It is common for retirees to lose their self-esteem after turning 60, often because of the perception that they look or perform worse than in their youth. However, below are some tips which will help you regain your self-confidence and dignity.
Change the Way You See Things
Elders often succumb to the negative stereotypes regarding age, but there is no reason to do so. Making it to the age of sixty and beyond demonstrates your wisdom as many people die in their youth due to engaging in foolish or risky activities. And although you may lack the physical strength or stamina of someone who is decades younger, you should have far more financial resources at your disposal due to decades of prudent saving and investment. This combined with your lifetime of wisdom makes you a valuable member of your family and community.
The key to overcoming low self-esteem is to learn to see aging as an advantage. The longer you live, the more opportunities you have to enjoy life and give back to others. You can also look at it from a competitive angle; you want to live longer than others of your generation. If the average lifespan is 80 you want to make it past 100 while retaining your cognitive and physical capacity.
Get In Shape and Eat Better
Many people over 60 resist the idea of getting into shape or changing their diet. They feel that since they will die eventually anyway, there is no point of putting in the time, energy and effort, but people that feel this way miss the point. Your goal should be to age as gracefully and painlessly as possible, but if you’re eating bad foods and not exercising, this guarantees that you will develop serious health problems that will not only cause you a lot of pain, discomfort and despair, but you’ll have to spend huge sums of money on treatment.
Given the fact that healthcare costs are a leading cause of bankruptcy in the United States, do you really want to spend your golden years in the hospital, draining precious funds that should be used for your retirement and passed down to your forebears, or would you rather keep your body in good condition so you spend less time and money in the hospital? You have two choices, you can die in agony while in the hospital after wasting huge sums of money on useless medical treatment or you can go peacefully in your sleep and pass down most of your wealth to your forebears. Which option sounds more palatable to you?
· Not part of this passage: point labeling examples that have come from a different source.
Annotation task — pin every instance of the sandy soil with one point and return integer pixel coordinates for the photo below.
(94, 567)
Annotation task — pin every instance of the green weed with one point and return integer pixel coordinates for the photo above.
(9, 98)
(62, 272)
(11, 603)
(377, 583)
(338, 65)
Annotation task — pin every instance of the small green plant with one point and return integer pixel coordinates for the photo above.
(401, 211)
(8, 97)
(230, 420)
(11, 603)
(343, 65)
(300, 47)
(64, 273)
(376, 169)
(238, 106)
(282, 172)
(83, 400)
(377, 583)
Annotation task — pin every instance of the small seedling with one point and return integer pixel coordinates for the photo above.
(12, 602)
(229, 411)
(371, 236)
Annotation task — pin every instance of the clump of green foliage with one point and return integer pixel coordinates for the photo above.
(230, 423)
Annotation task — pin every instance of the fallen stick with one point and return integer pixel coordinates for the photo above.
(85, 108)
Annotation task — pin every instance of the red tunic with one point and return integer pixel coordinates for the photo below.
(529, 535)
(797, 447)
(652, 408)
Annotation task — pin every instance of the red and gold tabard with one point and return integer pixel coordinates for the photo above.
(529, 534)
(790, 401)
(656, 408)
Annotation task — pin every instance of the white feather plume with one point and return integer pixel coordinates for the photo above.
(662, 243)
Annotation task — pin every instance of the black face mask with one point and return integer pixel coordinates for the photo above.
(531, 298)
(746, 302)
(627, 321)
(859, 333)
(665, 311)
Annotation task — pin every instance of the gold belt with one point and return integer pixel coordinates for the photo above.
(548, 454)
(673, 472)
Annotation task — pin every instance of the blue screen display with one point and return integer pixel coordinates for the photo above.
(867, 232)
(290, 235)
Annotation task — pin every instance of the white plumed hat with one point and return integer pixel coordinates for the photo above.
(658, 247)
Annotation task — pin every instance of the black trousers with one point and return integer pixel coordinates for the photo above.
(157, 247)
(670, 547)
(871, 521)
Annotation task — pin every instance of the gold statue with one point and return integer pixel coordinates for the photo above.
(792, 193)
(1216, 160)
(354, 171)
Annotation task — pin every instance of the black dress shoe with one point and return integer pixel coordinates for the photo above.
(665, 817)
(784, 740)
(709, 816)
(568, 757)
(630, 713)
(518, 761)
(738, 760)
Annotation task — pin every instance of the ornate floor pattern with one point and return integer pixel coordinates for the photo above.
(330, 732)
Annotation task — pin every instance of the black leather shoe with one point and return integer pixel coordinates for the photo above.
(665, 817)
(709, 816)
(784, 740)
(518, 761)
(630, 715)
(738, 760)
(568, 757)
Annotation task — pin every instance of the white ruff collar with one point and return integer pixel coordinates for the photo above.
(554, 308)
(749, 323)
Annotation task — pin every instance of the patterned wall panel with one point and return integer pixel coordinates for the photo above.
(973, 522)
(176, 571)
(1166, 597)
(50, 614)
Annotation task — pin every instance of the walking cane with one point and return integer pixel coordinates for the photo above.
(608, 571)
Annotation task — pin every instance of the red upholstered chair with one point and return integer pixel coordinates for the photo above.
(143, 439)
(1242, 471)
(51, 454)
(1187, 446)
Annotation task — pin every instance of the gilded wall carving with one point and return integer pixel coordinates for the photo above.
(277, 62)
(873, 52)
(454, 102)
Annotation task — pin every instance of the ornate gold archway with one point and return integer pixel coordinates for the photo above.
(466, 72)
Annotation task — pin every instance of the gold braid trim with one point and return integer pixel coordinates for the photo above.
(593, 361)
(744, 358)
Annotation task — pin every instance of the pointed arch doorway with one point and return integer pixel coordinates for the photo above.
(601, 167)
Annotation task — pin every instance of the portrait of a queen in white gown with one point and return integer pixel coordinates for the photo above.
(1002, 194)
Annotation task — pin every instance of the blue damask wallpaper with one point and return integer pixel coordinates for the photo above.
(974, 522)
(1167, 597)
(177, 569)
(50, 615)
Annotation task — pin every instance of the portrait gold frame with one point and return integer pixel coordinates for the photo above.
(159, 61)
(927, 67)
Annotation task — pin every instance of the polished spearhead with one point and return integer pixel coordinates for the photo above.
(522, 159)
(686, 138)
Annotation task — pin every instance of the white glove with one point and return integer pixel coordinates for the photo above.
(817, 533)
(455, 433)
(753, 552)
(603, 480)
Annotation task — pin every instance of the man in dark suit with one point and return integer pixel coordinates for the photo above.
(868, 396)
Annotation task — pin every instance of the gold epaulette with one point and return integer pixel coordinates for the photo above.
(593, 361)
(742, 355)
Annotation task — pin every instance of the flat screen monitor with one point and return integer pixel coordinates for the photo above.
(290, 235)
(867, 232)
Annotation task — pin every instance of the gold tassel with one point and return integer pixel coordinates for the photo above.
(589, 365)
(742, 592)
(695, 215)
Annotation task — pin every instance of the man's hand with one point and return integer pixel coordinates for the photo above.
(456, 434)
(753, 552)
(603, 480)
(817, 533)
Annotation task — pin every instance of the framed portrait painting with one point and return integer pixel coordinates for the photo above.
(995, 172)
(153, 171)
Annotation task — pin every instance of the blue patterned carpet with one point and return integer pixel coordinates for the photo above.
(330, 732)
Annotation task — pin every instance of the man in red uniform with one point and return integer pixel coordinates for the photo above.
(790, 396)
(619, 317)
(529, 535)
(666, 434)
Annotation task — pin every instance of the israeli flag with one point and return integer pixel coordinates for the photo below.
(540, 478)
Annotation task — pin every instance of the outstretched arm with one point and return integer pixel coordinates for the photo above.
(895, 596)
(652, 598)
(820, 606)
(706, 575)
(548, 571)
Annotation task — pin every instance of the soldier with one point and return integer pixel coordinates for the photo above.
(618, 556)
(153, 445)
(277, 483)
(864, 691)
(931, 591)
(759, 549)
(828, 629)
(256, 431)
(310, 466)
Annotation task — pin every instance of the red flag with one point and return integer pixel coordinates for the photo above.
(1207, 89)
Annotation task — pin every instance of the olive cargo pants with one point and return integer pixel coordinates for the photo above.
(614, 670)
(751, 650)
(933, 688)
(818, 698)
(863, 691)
Don’t Stop Learning and Mentally Challenging Yourself
Many retirees reach a point where they think they’ve got life figured out and have no reason to keep learning. When you succumb to this line of thinking, you’re setting yourself up for cognitive decline. Scientists now accept that the brain is like a muscle that must be constantly stimulated and challenged. If you’re not continuing to learn new skills or challenge your mind, your chances of developing dementia or Alzheimer’s are dramatically increased.